En el fondo, como siempre, una victoria muy amarga, teñida del rancio amiguismo y de la España de peineta que ya apesta a podrido. Una pena que de nuevo haya que recurrir hasta última instancia para el reconocimiento de una víctima cosificada, ninguneada, insultada y olvidada sólo por ser mujer y por salirse de la norma que establece el código machista y patriarcal que llevamos siglos arrastrando y que nos corta la respiración cada vez que levantamos un poco la cabeza.

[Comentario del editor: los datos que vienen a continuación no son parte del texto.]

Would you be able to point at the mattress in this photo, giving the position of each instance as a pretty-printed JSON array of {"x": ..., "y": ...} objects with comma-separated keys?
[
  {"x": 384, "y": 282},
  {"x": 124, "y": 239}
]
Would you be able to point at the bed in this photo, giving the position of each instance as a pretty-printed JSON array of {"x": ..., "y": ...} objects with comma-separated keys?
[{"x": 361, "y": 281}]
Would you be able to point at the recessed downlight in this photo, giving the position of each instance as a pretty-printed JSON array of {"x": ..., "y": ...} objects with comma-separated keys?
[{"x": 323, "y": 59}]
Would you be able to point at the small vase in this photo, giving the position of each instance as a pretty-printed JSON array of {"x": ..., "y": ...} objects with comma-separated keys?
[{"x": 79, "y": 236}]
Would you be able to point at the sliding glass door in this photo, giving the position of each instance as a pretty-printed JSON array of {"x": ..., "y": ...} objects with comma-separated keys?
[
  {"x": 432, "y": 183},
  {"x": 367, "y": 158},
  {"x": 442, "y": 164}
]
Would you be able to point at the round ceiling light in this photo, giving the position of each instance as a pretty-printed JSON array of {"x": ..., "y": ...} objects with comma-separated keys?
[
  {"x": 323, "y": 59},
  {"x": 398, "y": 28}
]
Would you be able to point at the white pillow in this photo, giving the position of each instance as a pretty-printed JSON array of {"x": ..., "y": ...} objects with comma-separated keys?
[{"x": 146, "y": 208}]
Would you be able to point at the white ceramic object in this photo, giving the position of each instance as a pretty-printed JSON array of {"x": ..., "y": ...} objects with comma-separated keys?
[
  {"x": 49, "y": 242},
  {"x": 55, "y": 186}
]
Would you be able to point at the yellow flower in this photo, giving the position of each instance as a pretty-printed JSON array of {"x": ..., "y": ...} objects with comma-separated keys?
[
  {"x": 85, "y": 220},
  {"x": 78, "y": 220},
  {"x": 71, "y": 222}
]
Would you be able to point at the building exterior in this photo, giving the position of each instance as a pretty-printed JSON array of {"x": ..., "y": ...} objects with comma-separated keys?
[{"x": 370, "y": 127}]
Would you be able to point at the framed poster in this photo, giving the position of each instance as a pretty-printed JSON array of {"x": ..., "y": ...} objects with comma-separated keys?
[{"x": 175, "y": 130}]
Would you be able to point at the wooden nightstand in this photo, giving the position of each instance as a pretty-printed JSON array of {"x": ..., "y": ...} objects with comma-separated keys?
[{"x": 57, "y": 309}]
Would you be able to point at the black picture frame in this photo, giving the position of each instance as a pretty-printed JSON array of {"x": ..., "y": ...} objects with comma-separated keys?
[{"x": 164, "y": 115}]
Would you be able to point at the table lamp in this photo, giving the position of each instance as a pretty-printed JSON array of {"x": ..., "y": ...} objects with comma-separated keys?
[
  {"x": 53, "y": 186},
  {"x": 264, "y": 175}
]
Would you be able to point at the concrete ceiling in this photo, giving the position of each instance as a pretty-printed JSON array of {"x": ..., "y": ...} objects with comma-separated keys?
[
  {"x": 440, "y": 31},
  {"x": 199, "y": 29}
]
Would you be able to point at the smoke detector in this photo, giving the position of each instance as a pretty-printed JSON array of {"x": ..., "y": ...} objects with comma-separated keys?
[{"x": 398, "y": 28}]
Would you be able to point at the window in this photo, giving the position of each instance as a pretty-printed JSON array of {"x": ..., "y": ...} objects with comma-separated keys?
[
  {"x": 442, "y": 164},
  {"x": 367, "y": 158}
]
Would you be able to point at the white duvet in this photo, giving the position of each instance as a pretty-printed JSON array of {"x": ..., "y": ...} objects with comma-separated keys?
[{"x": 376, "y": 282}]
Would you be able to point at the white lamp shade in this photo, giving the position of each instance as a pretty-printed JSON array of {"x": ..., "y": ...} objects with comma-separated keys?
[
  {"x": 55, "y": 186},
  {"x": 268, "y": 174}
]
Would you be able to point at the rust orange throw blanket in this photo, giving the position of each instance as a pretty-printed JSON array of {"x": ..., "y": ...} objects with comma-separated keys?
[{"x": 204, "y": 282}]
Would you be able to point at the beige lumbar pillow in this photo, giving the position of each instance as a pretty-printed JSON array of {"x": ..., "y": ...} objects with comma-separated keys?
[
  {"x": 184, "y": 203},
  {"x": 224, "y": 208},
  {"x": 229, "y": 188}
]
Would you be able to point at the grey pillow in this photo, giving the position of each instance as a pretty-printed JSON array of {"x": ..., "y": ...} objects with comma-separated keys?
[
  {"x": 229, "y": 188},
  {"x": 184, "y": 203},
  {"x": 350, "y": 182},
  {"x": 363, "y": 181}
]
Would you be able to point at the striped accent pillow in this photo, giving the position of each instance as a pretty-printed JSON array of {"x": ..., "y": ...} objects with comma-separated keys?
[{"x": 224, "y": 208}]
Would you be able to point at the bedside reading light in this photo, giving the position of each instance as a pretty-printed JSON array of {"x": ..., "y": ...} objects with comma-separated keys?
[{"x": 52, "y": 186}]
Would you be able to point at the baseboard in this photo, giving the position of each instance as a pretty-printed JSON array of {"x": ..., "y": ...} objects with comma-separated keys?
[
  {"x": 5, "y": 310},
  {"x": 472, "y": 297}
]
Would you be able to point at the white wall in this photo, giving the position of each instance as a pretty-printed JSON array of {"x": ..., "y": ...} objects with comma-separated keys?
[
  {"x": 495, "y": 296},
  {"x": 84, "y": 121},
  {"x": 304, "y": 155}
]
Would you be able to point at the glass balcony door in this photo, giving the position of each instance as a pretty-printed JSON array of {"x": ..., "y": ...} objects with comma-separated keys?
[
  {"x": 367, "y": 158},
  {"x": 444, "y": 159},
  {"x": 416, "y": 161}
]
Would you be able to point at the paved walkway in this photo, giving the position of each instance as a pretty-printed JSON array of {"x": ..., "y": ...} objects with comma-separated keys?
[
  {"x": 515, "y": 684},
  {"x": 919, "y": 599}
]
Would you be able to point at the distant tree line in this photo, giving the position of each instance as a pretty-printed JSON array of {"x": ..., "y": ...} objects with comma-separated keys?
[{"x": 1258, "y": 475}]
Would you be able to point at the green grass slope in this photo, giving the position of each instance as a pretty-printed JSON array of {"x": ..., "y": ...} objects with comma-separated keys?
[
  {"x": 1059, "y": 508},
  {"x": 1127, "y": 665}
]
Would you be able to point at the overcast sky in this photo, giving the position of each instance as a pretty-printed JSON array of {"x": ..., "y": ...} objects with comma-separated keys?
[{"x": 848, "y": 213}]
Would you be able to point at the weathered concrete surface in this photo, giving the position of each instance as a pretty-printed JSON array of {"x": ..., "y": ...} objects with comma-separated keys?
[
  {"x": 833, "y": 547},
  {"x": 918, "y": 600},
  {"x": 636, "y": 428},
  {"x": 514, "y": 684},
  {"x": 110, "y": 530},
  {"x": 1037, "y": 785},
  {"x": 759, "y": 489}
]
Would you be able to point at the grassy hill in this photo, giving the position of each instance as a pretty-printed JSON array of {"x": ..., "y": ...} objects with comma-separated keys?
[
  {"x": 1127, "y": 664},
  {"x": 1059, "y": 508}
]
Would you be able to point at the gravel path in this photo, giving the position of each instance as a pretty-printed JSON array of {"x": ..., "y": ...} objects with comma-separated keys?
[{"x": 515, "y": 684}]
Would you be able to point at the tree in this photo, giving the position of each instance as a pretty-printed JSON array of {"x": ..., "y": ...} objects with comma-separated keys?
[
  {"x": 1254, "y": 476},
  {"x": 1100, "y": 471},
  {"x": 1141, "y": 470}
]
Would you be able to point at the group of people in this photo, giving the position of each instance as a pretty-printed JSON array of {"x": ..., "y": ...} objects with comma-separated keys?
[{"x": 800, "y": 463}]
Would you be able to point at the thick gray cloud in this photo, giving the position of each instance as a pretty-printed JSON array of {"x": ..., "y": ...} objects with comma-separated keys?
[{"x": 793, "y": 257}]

Una mujer violada, agredida, arrancada de su juventud a golpe de marchito, que no tiene de hombre ni la hache que ni siquiera se pronuncia. Una victoria sí, tan amarga como la bilis que habrá recorrido la garganta de esa muchacha, y de todas las demás mujeres del mundo, cada vez que hemos visto esas sonrisas blanqueadas y esas miradas de superioridad, avivadas por el viento de los medios resguardados en su afán de informar, pero que sólo daban una y otra vez la posibilidad a los agresores de reírse de ella, de todas nosotras. Y una victoria velada por los falsos testimonios, por las conclusiones erróneas y por los aprovechados que se sumaron al carro y enarbolando no sé qué bandera se hicieron oír en sus discursos de pandereta que chirrían hasta en los oídos sordos. Una victoria, esperada y amarga, triste y obtusa, emponzoñada y manipulada, casi también violada.

Una victoria que, a pesar de todo, nos devuelve un poco de paz, de dignidad y de ganas de seguir adelante, luchando y gritando a los cuatro vientos que somos mujeres y que nos merecemos ser mujeres.